Anthony McGrath, of the Fashion Retail Academy, says:
“Marks & Spencer is still in the early stages of a five-year restructuring programme, which, when fully implemented, will save it £350m – it has already accepted that a focus on the bigger picture will come at the expense of short-term gains. This remodelling ensures its place at the heart of the high street is preserved.
“If more brands follow suit and adapt their business model, in five years time we may have a more resilient high street.”
Thomas Brereton, retail analyst at GlobalData, says:
“M&S’s fall from retail grace continued to show through declining revenue and like-for-like sales today, as Group revenue fell GBP158.7m to GBP4,966.9m and UK like-for-like sales were dragged down by a dismal performance in its food division (food l-f-l sales -2.9%). A 7.1% rise in pre-tax profit – created through the unapologetic elimination of unprofitable stores and product lines – has not been enough to negate the negative figures and its share price fell 4% in early morning trading (7 November).

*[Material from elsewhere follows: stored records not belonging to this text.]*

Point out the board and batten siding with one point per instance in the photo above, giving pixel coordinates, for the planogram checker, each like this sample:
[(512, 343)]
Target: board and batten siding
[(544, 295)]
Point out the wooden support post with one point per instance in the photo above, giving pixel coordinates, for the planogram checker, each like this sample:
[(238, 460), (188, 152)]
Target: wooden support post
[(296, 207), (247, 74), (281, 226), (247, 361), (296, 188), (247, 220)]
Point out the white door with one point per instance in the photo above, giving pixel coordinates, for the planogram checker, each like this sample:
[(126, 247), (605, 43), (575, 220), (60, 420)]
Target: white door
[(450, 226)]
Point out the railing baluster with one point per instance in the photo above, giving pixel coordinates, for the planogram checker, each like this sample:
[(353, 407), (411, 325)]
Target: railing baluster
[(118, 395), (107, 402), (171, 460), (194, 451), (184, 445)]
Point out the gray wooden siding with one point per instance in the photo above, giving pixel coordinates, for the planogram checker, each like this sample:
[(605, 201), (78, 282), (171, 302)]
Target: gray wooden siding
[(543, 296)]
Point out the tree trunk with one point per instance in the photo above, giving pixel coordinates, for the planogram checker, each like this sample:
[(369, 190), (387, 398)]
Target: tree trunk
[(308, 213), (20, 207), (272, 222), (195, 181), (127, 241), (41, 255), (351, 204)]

“While it is still undergoing “profound structural change” following the announcement in May of plans to shutter 100 full-line stores by 2022, its speed of transformation continues to lag behind the speed of change in consumer behaviour. M&S is no longer able to prop up its wilting Clothing and Home division with good performances in its food business. Clothing and Home revenue fell 2.7% (l-f-l sales down 1.1%) as 21 full-line stores and three outlets closed in H1, with a complete overhaul in its buy-side still underway, shifting towards a greater focus on “must-have” essentials.
“But while criticism of M&S is easy with results like this, the money spent on transformations shows that the retailer intends for the next three to five years to be a period of rapid change; M&S spent GBP47.6m on UK store closures over the period. Changes over the last few years are beginning to bear fruit, with M&S embracing the online channel quicker than many of its competitors – 20.4% of UK Clothing and Home revenue is now online. But while Rowe’s plan of leaving “no stone unturned” in the pursuit of revamping all M&S divisions is the right one, it remains to be seen if investors – and shoppers – will afford him the time required to make the much-needed changes.”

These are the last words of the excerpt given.